Barry has hit a wall in his speed improvement, and takes drastic measures to get a leg up on Zoom. The team organizes what I can only describe as a time heist as they attempt to fit Barry in to a point in history where he can do the least amount of damage to the timeline, and talk to Harrison Wells, the only person in history who has been able to manipulate the speed force on the level that Barry needs. Unfortunately, in the middle of the run, Barry is attacked by a ghostlike figure that sends him back too early, forcing Barry to adapt to the sudden change, without disrupting the timeline.

“Flash Back” takes an important step forward by marking the show’s progress thus far. I was on board with the time heist as the team carefully plans Barry’s insertion point in line with a dead period for the team, before they had learned of Dr. Wells’ true identity. Of course I didn’t expect for the episode to go on according to plan for long, but I still don’t understand how Barry can so blatantly and irresponsibly change so much of the timeline. He actually goes so far as to out and out prevent Pied Piper’s escape. Maybe this is supposed to be a sign of Barry’s good to a fault personality, but it just comes off as Barry being foolish and irresponsible with his great power. He’s seen the consequences of changing history first hand, he’s even warned other people of the danger himself, but he might as well be a kid with a roman candle with how haphazard he is.

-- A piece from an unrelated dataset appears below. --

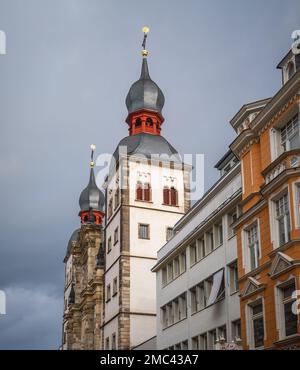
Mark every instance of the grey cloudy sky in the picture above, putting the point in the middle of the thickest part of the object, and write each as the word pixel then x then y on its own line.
pixel 63 83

Despite this character slip, the episode does remind us of some of the best aspects of Flash’s last season, namely Tom Cavanaugh’s devious Harrison Wells/ Eobard Thawne. As much as a like Harry’s place in the show, nothing really compares to the subterfuge of Wells’ secret motivations of the last season. The scenes against the two characters have Barry acting just as devious as his foil, while uncharacteristic for him, it also shines a light on how jaded Wells’ actions have made Barry as time has gone on, with both Barrys coming across effectively by Grant Gustin. The primary antagonist of the Wraith is more flash than actual fire. Very little information is revealed about the appearance of the Wraith itself, preventing the audience from drawing the correlation between Barry’s abilities and the total autonomy of the speedforce itself. Yeah, a scary black speed ghost is effective so it’s not like there’s no menace at all, but I personally felt like it was a missed opportunity for the show to reveal even more of the Flash mythos.

Final Word: “Flash Back” recreates the events of “The Sound and the Fury” perfectly. It’s also recognizable for bringing back fan-favorite antagonist Pied Piper, played once again by Andy Mientus, with a twist that I won’t give away in this review. Barry’s blatant disruption of the timeline works against the supposedly forbidden nature of this act that has been established in past episodes. When the storyline forgives this action while still trying to make us forget its deus ex machina power, it’s easy to wonder why time travel is forbidden in the first place. Maybe there are a few problems with Barry’s run that won’t show up until a little bit later.

“Flash Back” gets a 7.8/10. Kind of odd in concept, but the execution both asks and answers thought provoking question; including showing just how far Barry has come in one year. It’s a reminder that the Flash’s journey, though young, is still very significant.